My mother recently gave an intimate talk on creativity. She has been creating for over seven decades as a painter, gardener, chef, house renovator - really in everything she does. So she has bona fides in the subject area. 

In all those years, this was the first time she says she has ever publicly talked about her paintings and she revealed that she was a bit anxious talking about the idea of 'creativity.' - How do you describe something that just is.

Spoiler alert - she was amazing at it. 

Two things in particular snuck up on me, and then, with the force of a compass needle finding its place pointing north, revealed the influence my mother's creativity has on my work.

First, she spoke of how creativity is about coming into something without 'any rules about a certain product expected [of the work].'

Second, she explained how she always started with just observing - seeing what you see without judgement or expectation. 

(In fact, I can still hear her instructing my daughters to not paint the thing they are looking at, but to just find the lines, the shapes, the shadows, the colors...and then trust your hand - advice I hope they hold for their lives)

Now, one might assume that my mother is an incredible realistic painter. This I wouldn't know because her pieces are far from realistic - but they are real. 

What you see as the artwork in this post is that she may be looking from the porch of her home at the cityscape of the East Bay and the 'reality' in front of her, but through her eyes, heart, and hand she doesn't try to reproduce. She interprets and allows for a vibrant representation to emerge.

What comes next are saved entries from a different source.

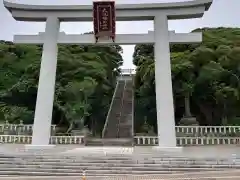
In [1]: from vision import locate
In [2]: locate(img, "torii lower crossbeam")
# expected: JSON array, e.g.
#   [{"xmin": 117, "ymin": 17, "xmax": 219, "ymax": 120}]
[{"xmin": 14, "ymin": 31, "xmax": 202, "ymax": 45}]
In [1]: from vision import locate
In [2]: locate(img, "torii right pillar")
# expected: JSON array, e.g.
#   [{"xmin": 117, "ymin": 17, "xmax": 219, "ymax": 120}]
[{"xmin": 154, "ymin": 14, "xmax": 178, "ymax": 150}]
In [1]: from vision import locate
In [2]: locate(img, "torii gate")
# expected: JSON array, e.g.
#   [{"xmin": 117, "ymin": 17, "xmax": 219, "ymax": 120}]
[{"xmin": 3, "ymin": 0, "xmax": 212, "ymax": 150}]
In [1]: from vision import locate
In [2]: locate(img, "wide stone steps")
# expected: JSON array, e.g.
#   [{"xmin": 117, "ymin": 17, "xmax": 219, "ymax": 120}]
[
  {"xmin": 0, "ymin": 167, "xmax": 235, "ymax": 176},
  {"xmin": 0, "ymin": 156, "xmax": 238, "ymax": 167},
  {"xmin": 1, "ymin": 172, "xmax": 240, "ymax": 180},
  {"xmin": 0, "ymin": 169, "xmax": 235, "ymax": 177},
  {"xmin": 1, "ymin": 156, "xmax": 238, "ymax": 163},
  {"xmin": 0, "ymin": 154, "xmax": 238, "ymax": 162},
  {"xmin": 0, "ymin": 165, "xmax": 230, "ymax": 171},
  {"xmin": 0, "ymin": 160, "xmax": 238, "ymax": 165},
  {"xmin": 0, "ymin": 162, "xmax": 238, "ymax": 169},
  {"xmin": 0, "ymin": 165, "xmax": 233, "ymax": 176},
  {"xmin": 0, "ymin": 171, "xmax": 186, "ymax": 177},
  {"xmin": 0, "ymin": 153, "xmax": 240, "ymax": 163},
  {"xmin": 0, "ymin": 149, "xmax": 238, "ymax": 177}
]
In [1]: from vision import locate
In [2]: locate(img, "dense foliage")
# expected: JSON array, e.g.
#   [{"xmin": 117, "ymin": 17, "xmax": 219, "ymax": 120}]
[
  {"xmin": 0, "ymin": 42, "xmax": 123, "ymax": 135},
  {"xmin": 0, "ymin": 28, "xmax": 239, "ymax": 135},
  {"xmin": 134, "ymin": 28, "xmax": 240, "ymax": 133}
]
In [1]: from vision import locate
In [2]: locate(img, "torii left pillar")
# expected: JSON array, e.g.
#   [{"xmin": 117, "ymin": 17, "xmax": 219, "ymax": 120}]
[{"xmin": 27, "ymin": 17, "xmax": 60, "ymax": 147}]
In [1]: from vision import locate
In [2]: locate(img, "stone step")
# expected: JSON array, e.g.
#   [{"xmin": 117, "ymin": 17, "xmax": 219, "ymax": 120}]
[
  {"xmin": 0, "ymin": 168, "xmax": 226, "ymax": 175},
  {"xmin": 0, "ymin": 157, "xmax": 238, "ymax": 163},
  {"xmin": 0, "ymin": 158, "xmax": 238, "ymax": 164},
  {"xmin": 0, "ymin": 163, "xmax": 238, "ymax": 169},
  {"xmin": 1, "ymin": 159, "xmax": 237, "ymax": 165},
  {"xmin": 1, "ymin": 173, "xmax": 239, "ymax": 180},
  {"xmin": 0, "ymin": 171, "xmax": 189, "ymax": 176},
  {"xmin": 77, "ymin": 158, "xmax": 238, "ymax": 163},
  {"xmin": 1, "ymin": 154, "xmax": 237, "ymax": 160},
  {"xmin": 0, "ymin": 161, "xmax": 238, "ymax": 167},
  {"xmin": 0, "ymin": 161, "xmax": 240, "ymax": 167},
  {"xmin": 0, "ymin": 158, "xmax": 240, "ymax": 164},
  {"xmin": 83, "ymin": 156, "xmax": 237, "ymax": 160},
  {"xmin": 0, "ymin": 154, "xmax": 135, "ymax": 158},
  {"xmin": 0, "ymin": 156, "xmax": 238, "ymax": 163},
  {"xmin": 1, "ymin": 157, "xmax": 237, "ymax": 163}
]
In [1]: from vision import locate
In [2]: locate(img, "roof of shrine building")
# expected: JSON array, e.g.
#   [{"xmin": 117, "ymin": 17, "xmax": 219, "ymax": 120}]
[{"xmin": 3, "ymin": 0, "xmax": 212, "ymax": 21}]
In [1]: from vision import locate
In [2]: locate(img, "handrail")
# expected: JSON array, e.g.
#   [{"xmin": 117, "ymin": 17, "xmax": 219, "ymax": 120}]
[
  {"xmin": 102, "ymin": 81, "xmax": 119, "ymax": 138},
  {"xmin": 131, "ymin": 79, "xmax": 134, "ymax": 139},
  {"xmin": 117, "ymin": 80, "xmax": 127, "ymax": 138}
]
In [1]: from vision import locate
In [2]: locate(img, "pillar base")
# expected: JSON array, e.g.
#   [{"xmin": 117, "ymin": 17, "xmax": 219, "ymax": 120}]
[
  {"xmin": 25, "ymin": 144, "xmax": 55, "ymax": 150},
  {"xmin": 152, "ymin": 146, "xmax": 182, "ymax": 153}
]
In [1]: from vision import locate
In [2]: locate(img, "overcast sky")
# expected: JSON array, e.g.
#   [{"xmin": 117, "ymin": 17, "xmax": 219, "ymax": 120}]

View from Deck - Nancy Talcott
 

So there is definitely an expression and an interpretation that grows from those initial observations without expectation. But this comes out of a place of starting where there are no assumptions or prejudgements and listening to what your observations tell you about what is there and what is possible.

Audience members kept asking her where she started the painting - meaning which subject did she start with and which strokes came first. Every time she answered with a bit of befuddlement at the question, simply saying 'I always start with observation,' not a stroke of the brush. She went on to explain how she often starts the brush stroke without even glancing at the canvas first.

By the way, my mother often paints over old paintings - recognizing that what she painted before doesn't matter if what she observes now demands a different stroke - WOW MOM! That is the golden nugget.
(anyone notice WOW and MOM are just flipped versions of each other)

As I hold that idea up against the world of strategy and culture and organizational design that I navigate in my work, I realize how often people are focused on either where we have been or where we need to go - entering that space with assumptions about what we think things are or should be.

How often are we truly stopping to observe first without aim or assumptions. Considering the questions:

  • Who is affected and in what way?

  • What are people actually experiencing?

  • What outcomes for people and the environment are actually being achieved, or denied?

  • What things are being valued?

Questions about what we are observing, as opposed to what we are doing.

In what ways are we allowing ourselves to observe what people are actually experiencing without the filter of what we believe is the way it is or should be?

We can all take a cue from my mother's  'creativity' as we approach our organizational work.

Consider what you might create if you stopped, looked up, and started designing based on what you saw in the community versus what you want your canvas (aka organization) to look like. 

Thank you mom for inspiring creativity in me and giving me the foundation for observing what is and responding to that as opposed to an imagined world of shoulds and what-ifs.